L'idée de création d'une confédération générale des travailleurs algériens, lancée il y a quelques semaines par des syndicats autonomes de la fonction publique, refait surface à l'initiative du CNAPEST. Dans une déclaration rendue publique dimanche, cette organisation a d'abord tenu à exprimer sa solidarité aux deux syndicats autonomes qui paralysent actuellement le secteur de la santé et aux salariés de la SNVI Rouiba en grève. Pour ensuite estimer que «la situation précaire des travailleurs algériens est la conséquence directe de l'absence d'une organisation syndicale démocratique qui les représente et défend leurs droits».

 Partant de ce constat, le syndicat autonome de l'enseignement a lancé un appel aux travailleurs en vue de «la création d'un regroupement syndical démocratique qui englobera les travailleurs de la fonction publique et ceux du secteur public sous forme d'une confédération générale, dans laquelle chaque secteur aura une liberté d'action selon les intérêts de ses travailleurs».

 L'intérêt de l'initiative du CNAPEST est qu'elle part de la vision de rassemblement de l'ensemble des travailleurs algériens et non plus de celui, sectoriel, que les syndicats autonomes de la fonction publique se sont essayés à mettre en place sous la forme d'une intersyndicale. Cette dernière démarche, qui a eu jusqu'ici les faveurs des syndicats autonomes de la fonction publique, apparaissait comme une avancée qui leur a permis d'engager solidairement des actions revendicatives dans leurs secteurs respectifs. Il n'en demeure pas moins qu'elle a montré ses limites parce que n'étant pas parvenue à mettre fin à la fragmentation du champ syndical, qui est tout bénéfice pour les pouvoirs publics, n'ayant pas ainsi à faire à un mouvement revendicatif social porté et s'exprimant par le biais d'une organisation syndicale unitaire et représentative du monde du travail en général.

 Le CNAPEST a choisi le bon moment pour relancer l'idée de création d'une confédération générale des travailleurs. Le front social est en effet à un niveau d'ébullition exceptionnel et pas seulement dans la fonction publique, comme le prouve ce qui se passe présentement dans la zone industrielle de Rouiba.

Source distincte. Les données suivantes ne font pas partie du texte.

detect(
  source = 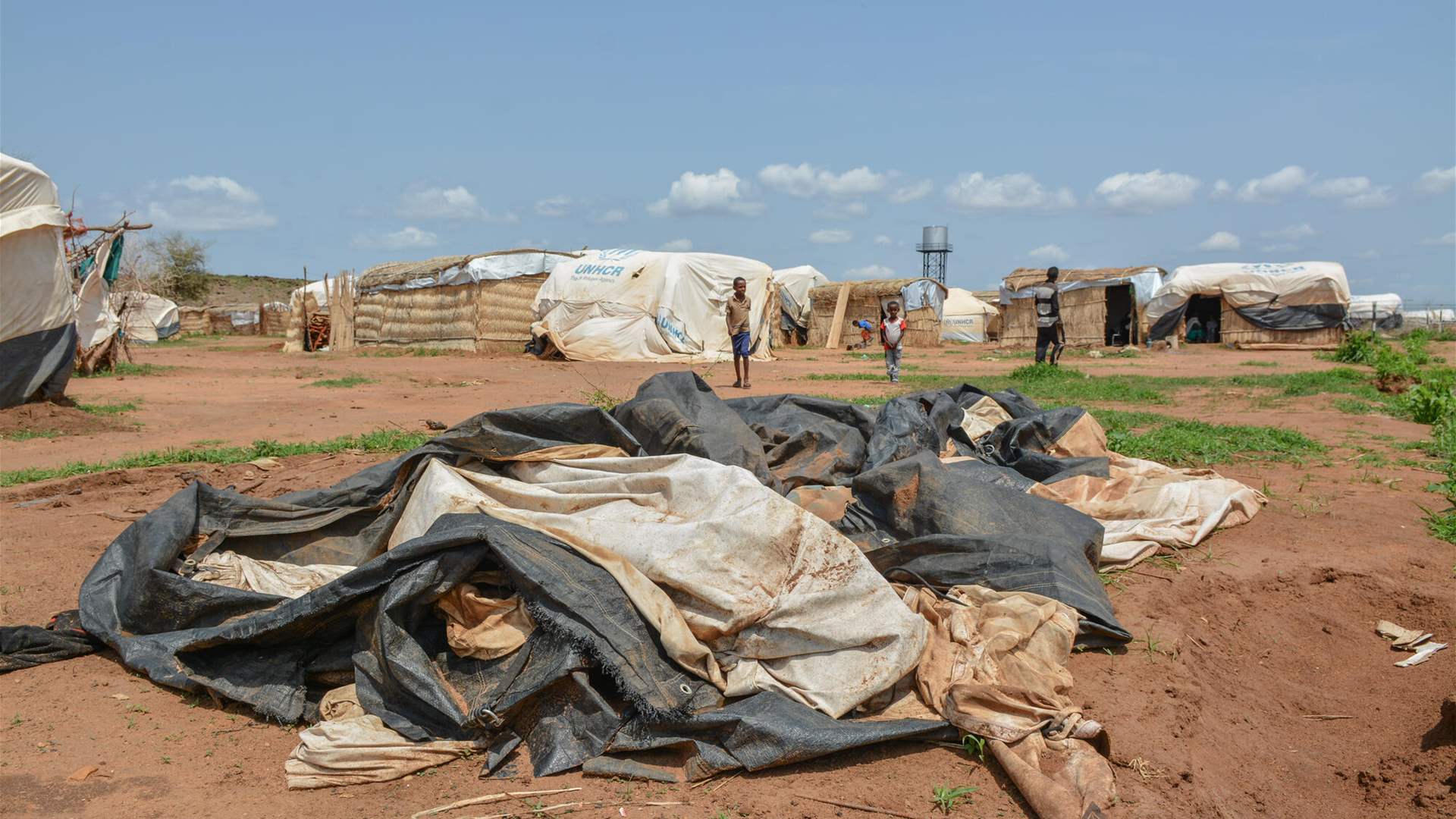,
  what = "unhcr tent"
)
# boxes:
[532,249,777,362]
[1000,265,1165,347]
[0,153,76,406]
[111,290,180,344]
[353,249,579,353]
[940,287,999,343]
[1350,293,1402,329]
[1147,262,1350,347]
[774,264,830,345]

 Il y a également que la dernière grève menée par les travailleurs du secteur de l'Education nationale a démontré que pour faire reculer les pouvoirs publics, l'unité d'action des syndicats est indispensable. Ce à quoi s'ajoute la désaffection dont est frappée l'UGTA et rend les salariés du secteur économique accessibles à l'idée de supplanter celle-ci par une organisation syndicale libre d'allégeance à l'égard du pouvoir politique.

 L'idée d'une confédération générale des travailleurs algériens est la seule dont la concrétisation est susceptible d'apporter à ceux-ci le moyen de défendre efficacement leurs intérêts et d'imposer la logique de négociation, totalement faussée actuellement par la présence exclusive de la centrale de Sidi-Saïd. Il n'est pas d'autre alternative. Car tant que l'échiquier syndical se distinguera par l'émiettement et l'esprit de chapelle ou de caste, le monde du travail ne sera pas en situation de se faire entendre de manière forte. C'est le bon sens même pour les syndicats d'aller au rassemblement de tous les salariés. L'union fait la force, dit-on. Dans l'action syndicale, plus encore qu'ailleurs.

 Et c'est parce que cette union n'est pas faite que les pouvoirs publics appliquent sans crainte la politique antisociale qui a paupérisé dramatiquement la nation.